Nielsen will provide its seal of approval, assuring HotWired clients the online magazine (http://www.hotwired.com) has developed sophisticated technology and does a good job of tracking usage. The Nielsen name will appear on HotWired's weekly reports to advertisers.
The partnership marks a first for both companies-Nielsen's first step into online measurement and HotWired's first outside tracking deal.
"We've talked with a lot of people, but Nielsen has the best brand name in the business," said Rick Boyce, HotWired's advertising director. "They carry more clout than other services and consumers and businesses trust them."
Down the road, Nielsen plans to independently monitor HotWired's traffic from its own remote servers and launch an Internet measurement service for agencies and advertisers.
"Hopefully, we'll monitor traffic at lots of commercial Web sites," said Tom DuBois, director of business strategies at Nielsen. "We're developing two measurement models: subscription-based and non-subscription-based."
HotWired has more than 200,000 registered members and gets about 40,000 visitors each week. A four-week advertising sponsorship costs $15,000.
"At this point, Nielsen hasn't added much to the party because HotWired already does a great job," said John Nardone, director of consumer products marketing at Modem Media, Westport, Conn., agency for HotWired advertisers AT&T and Coors Brewing Co.'s Zima. "Overall, there may be a role for a third party to authenticate measurement, although it's not essential in this medium because traffic is trackable by advertisers."
Still, the Coalition for Advertising Supported Information and Entertainment-a joint venture of the American Association of Advertising Agencies and the Association of National Advertisers-has called for third-party audience measurement for online ventures.
Bill Harvey, president-CEO of consultancy Next Century Media, New Paltz, N.Y., which is working with CASIE on such a measurement system, said there is a strong need for research and standards to keep online publishers from providing inflated or meaningless site traffic reports.
"The medium is the measurement to some extent," he said. "Imagine if the broadcast networks had separate reports and not a big-picture report like Nielsen. It'd be chaos. And that's what interactive media will be without an aggregate that can view online as a whole."
Of the Nielsen-HotWired alliance, Mr. Harvey said, "Someone had to go first and be audited by a third party.
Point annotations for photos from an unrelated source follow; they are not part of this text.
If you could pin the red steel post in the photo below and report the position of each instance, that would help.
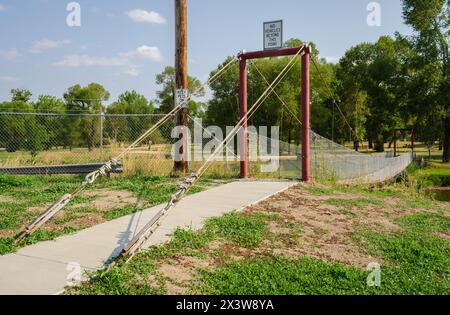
(243, 144)
(306, 177)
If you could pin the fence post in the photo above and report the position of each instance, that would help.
(306, 177)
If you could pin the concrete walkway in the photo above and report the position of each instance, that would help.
(45, 267)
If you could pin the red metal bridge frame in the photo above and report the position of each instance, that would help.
(304, 103)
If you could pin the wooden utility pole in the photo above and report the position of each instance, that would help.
(181, 82)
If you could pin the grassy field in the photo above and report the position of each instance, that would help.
(22, 198)
(315, 239)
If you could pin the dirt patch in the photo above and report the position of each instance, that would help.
(106, 199)
(327, 230)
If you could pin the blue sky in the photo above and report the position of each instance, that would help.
(124, 44)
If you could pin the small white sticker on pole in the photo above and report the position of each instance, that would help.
(273, 35)
(182, 97)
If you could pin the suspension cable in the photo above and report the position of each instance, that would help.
(277, 95)
(137, 242)
(108, 166)
(333, 98)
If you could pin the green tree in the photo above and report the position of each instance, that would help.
(21, 95)
(429, 86)
(52, 125)
(129, 128)
(87, 100)
(165, 96)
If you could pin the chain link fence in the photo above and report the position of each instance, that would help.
(38, 139)
(80, 141)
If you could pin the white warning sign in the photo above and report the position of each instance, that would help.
(273, 35)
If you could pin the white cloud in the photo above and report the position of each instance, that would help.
(331, 59)
(46, 44)
(133, 70)
(147, 52)
(125, 60)
(143, 16)
(89, 61)
(8, 78)
(9, 55)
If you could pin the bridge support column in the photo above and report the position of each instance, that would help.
(242, 135)
(306, 177)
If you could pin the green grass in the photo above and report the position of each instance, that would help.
(281, 276)
(25, 192)
(418, 259)
(414, 261)
(138, 277)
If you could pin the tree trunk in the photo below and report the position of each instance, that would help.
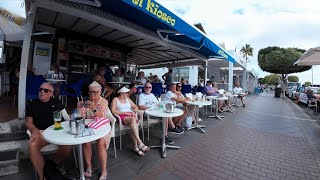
(283, 84)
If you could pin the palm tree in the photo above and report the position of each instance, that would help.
(246, 51)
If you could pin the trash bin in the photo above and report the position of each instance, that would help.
(277, 92)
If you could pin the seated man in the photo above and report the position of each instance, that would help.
(148, 100)
(211, 90)
(171, 97)
(39, 116)
(139, 81)
(238, 90)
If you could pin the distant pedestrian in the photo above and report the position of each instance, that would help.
(168, 78)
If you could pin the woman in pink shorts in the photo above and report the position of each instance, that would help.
(125, 108)
(96, 106)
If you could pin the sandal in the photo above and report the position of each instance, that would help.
(103, 177)
(88, 172)
(137, 150)
(143, 147)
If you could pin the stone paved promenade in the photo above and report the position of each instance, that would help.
(269, 139)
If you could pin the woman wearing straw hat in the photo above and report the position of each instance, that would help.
(125, 108)
(96, 106)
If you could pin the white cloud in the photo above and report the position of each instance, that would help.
(285, 23)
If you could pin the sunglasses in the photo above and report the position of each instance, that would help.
(44, 90)
(94, 92)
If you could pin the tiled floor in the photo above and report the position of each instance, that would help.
(271, 138)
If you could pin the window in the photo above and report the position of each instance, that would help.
(180, 73)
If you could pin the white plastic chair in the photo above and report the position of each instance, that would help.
(123, 127)
(50, 149)
(152, 121)
(113, 134)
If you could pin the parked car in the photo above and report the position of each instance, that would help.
(292, 91)
(303, 95)
(296, 94)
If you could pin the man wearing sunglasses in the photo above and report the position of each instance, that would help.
(148, 100)
(39, 116)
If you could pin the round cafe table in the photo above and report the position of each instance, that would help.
(63, 137)
(165, 116)
(216, 99)
(197, 104)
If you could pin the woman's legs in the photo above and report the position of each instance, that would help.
(134, 132)
(87, 154)
(103, 156)
(36, 156)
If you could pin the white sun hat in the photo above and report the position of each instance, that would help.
(123, 89)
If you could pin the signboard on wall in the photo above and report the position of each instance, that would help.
(42, 51)
(42, 57)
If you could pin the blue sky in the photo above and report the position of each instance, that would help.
(283, 23)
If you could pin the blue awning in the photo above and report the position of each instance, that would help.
(171, 28)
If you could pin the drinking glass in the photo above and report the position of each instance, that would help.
(57, 120)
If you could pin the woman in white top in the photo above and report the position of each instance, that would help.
(238, 90)
(126, 109)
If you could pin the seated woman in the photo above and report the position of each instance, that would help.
(126, 109)
(102, 81)
(96, 106)
(238, 90)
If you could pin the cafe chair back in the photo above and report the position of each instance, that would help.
(71, 90)
(186, 88)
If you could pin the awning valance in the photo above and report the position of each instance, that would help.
(171, 28)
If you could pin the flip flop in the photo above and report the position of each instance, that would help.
(143, 147)
(137, 150)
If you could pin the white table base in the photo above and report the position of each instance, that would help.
(163, 144)
(197, 126)
(80, 158)
(216, 111)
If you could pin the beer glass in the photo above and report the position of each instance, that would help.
(57, 120)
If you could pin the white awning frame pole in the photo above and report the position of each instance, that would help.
(24, 62)
(230, 77)
(205, 73)
(244, 78)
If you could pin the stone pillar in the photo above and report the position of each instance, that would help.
(24, 62)
(230, 77)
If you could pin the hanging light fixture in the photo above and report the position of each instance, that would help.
(95, 3)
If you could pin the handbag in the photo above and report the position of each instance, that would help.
(188, 121)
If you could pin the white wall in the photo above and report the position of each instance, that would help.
(193, 73)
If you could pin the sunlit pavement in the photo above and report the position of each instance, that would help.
(271, 138)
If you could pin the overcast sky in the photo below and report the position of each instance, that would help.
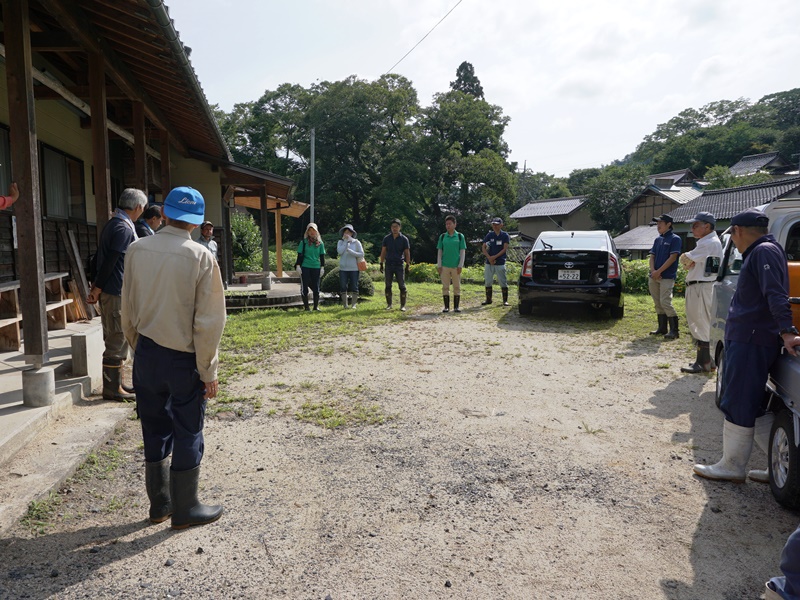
(583, 81)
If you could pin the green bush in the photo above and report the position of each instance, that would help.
(637, 277)
(330, 282)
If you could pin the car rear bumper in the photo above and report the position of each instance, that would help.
(609, 292)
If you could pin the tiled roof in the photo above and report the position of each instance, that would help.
(723, 204)
(549, 208)
(640, 238)
(753, 163)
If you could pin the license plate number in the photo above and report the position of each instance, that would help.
(569, 275)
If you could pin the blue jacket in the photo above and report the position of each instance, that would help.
(760, 306)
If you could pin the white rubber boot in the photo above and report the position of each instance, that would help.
(761, 438)
(737, 443)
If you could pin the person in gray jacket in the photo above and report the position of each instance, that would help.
(350, 252)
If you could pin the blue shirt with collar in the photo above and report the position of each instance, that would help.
(760, 306)
(663, 247)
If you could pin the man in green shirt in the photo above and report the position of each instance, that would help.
(452, 248)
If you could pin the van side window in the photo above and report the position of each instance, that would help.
(793, 243)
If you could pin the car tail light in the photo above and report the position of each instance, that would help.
(613, 267)
(527, 266)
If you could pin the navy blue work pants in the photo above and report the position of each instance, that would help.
(171, 403)
(745, 372)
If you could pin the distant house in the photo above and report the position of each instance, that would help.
(664, 193)
(769, 162)
(547, 215)
(637, 242)
(724, 204)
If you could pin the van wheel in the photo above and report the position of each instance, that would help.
(784, 456)
(719, 387)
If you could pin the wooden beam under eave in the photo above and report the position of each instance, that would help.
(139, 148)
(25, 171)
(78, 24)
(100, 154)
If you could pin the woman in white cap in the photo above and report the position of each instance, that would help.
(350, 252)
(310, 261)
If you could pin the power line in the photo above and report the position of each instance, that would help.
(423, 38)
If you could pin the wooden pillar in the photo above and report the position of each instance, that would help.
(100, 158)
(139, 144)
(25, 171)
(278, 241)
(166, 180)
(264, 239)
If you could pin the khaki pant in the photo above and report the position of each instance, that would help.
(449, 275)
(661, 292)
(698, 309)
(111, 317)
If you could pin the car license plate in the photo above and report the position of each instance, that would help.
(569, 275)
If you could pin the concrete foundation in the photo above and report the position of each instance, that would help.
(39, 387)
(87, 356)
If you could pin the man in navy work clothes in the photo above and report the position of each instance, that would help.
(759, 323)
(495, 246)
(663, 268)
(118, 234)
(396, 253)
(173, 313)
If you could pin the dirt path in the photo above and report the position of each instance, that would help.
(519, 459)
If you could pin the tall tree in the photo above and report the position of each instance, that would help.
(467, 82)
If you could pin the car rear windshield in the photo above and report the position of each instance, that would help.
(570, 243)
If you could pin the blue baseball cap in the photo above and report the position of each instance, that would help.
(752, 217)
(185, 204)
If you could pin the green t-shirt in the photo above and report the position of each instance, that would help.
(451, 247)
(311, 254)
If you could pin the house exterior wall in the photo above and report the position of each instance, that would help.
(577, 221)
(642, 211)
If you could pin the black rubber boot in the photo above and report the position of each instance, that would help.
(112, 380)
(673, 333)
(156, 480)
(187, 509)
(662, 325)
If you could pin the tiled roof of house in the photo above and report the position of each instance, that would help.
(549, 208)
(640, 238)
(723, 204)
(754, 163)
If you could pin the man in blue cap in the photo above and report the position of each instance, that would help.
(173, 314)
(663, 268)
(699, 288)
(759, 322)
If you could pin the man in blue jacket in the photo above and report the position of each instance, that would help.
(663, 268)
(759, 322)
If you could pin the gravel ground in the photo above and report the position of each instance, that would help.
(516, 458)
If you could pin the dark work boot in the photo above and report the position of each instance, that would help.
(673, 329)
(186, 508)
(112, 380)
(156, 480)
(662, 325)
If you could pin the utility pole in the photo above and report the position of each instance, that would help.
(313, 152)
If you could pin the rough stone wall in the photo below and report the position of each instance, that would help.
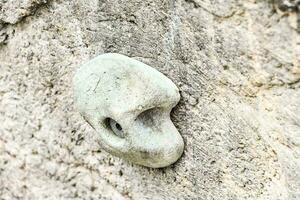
(236, 63)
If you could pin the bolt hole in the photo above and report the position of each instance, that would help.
(119, 127)
(114, 126)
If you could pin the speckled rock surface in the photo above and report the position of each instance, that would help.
(237, 66)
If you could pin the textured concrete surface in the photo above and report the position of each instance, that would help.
(237, 66)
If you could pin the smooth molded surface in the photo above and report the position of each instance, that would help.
(128, 103)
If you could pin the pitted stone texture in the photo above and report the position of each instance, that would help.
(236, 66)
(128, 103)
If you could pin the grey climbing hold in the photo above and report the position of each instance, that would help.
(128, 103)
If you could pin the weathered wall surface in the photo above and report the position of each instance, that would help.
(236, 63)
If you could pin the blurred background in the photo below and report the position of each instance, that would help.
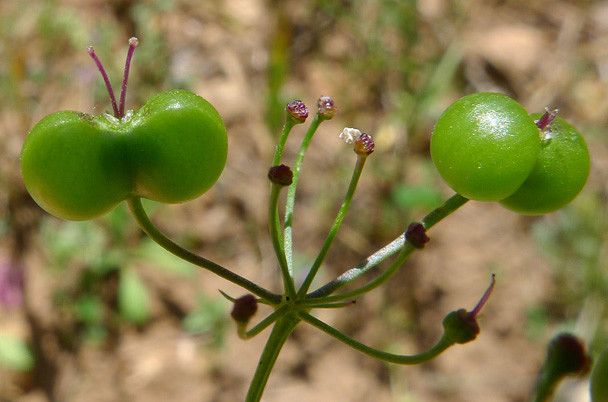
(93, 311)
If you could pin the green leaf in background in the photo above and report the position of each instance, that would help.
(161, 258)
(15, 354)
(410, 197)
(133, 298)
(89, 309)
(210, 317)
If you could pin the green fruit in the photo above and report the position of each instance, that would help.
(485, 145)
(560, 172)
(599, 379)
(78, 166)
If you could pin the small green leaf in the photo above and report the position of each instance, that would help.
(15, 354)
(409, 197)
(133, 298)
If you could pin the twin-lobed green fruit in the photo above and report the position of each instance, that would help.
(487, 148)
(78, 166)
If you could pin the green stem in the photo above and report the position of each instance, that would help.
(148, 227)
(291, 192)
(443, 343)
(406, 251)
(281, 331)
(335, 226)
(451, 205)
(262, 325)
(278, 151)
(544, 388)
(275, 233)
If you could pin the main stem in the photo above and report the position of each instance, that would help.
(281, 331)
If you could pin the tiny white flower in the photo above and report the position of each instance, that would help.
(350, 135)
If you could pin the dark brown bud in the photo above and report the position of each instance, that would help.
(416, 235)
(545, 120)
(327, 108)
(297, 111)
(461, 326)
(244, 308)
(280, 175)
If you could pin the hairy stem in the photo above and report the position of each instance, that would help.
(275, 233)
(433, 352)
(451, 205)
(335, 226)
(291, 192)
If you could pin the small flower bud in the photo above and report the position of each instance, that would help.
(297, 111)
(364, 145)
(327, 108)
(566, 355)
(461, 326)
(416, 235)
(244, 308)
(280, 175)
(545, 120)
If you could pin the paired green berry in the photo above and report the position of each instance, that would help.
(559, 174)
(485, 145)
(487, 148)
(78, 166)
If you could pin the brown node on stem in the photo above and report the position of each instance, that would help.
(297, 111)
(416, 235)
(281, 175)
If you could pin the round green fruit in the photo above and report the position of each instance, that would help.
(77, 166)
(559, 174)
(485, 145)
(73, 167)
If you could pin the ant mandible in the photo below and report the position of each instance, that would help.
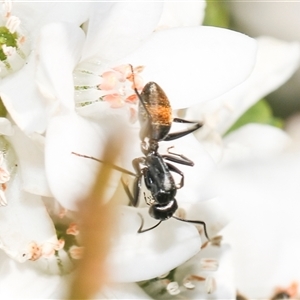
(155, 117)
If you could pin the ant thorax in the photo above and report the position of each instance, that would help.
(149, 146)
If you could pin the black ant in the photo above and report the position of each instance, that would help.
(155, 117)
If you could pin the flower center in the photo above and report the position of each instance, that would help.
(113, 86)
(14, 46)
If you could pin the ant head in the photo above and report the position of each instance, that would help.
(163, 211)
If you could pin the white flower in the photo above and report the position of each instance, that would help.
(276, 62)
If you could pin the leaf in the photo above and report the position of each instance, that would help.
(260, 113)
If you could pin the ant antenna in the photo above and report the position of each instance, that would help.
(194, 222)
(107, 163)
(144, 230)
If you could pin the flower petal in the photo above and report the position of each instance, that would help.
(118, 28)
(264, 197)
(71, 177)
(35, 14)
(19, 219)
(59, 50)
(32, 165)
(20, 281)
(22, 99)
(212, 262)
(178, 14)
(136, 257)
(122, 291)
(219, 59)
(276, 62)
(254, 141)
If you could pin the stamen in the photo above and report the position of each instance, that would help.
(6, 6)
(73, 229)
(76, 252)
(113, 86)
(210, 285)
(209, 264)
(13, 24)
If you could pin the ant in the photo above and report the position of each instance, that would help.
(155, 117)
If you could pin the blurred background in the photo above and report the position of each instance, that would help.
(255, 18)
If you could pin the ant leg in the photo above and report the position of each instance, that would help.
(141, 230)
(183, 159)
(107, 163)
(172, 168)
(179, 134)
(194, 222)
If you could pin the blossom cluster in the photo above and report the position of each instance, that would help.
(71, 74)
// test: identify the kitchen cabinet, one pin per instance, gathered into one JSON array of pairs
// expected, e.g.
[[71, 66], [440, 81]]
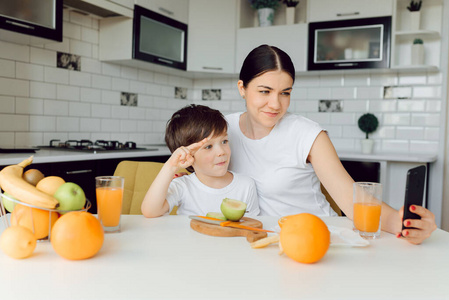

It's great to see HotWired taking leadership."
New tracking services like Internet Profiles Corp.'s I/Count, Delahaye Group's NetBench and Digital Planet's NetCount are emerging to measure online traffic and compete with traditional research providers like Nielsen and Arbitron.
Nielsen has also formed an alliance with Yankelovich Partners and ASI Market Research called ANYwhere Online to develop a range of research services for measuring online media.
"The nature of the technology and the way information is gathered will change dramatically in the next year," said Modem's Mr. Nardone. "There'll be a whole new slew of players to work with by then."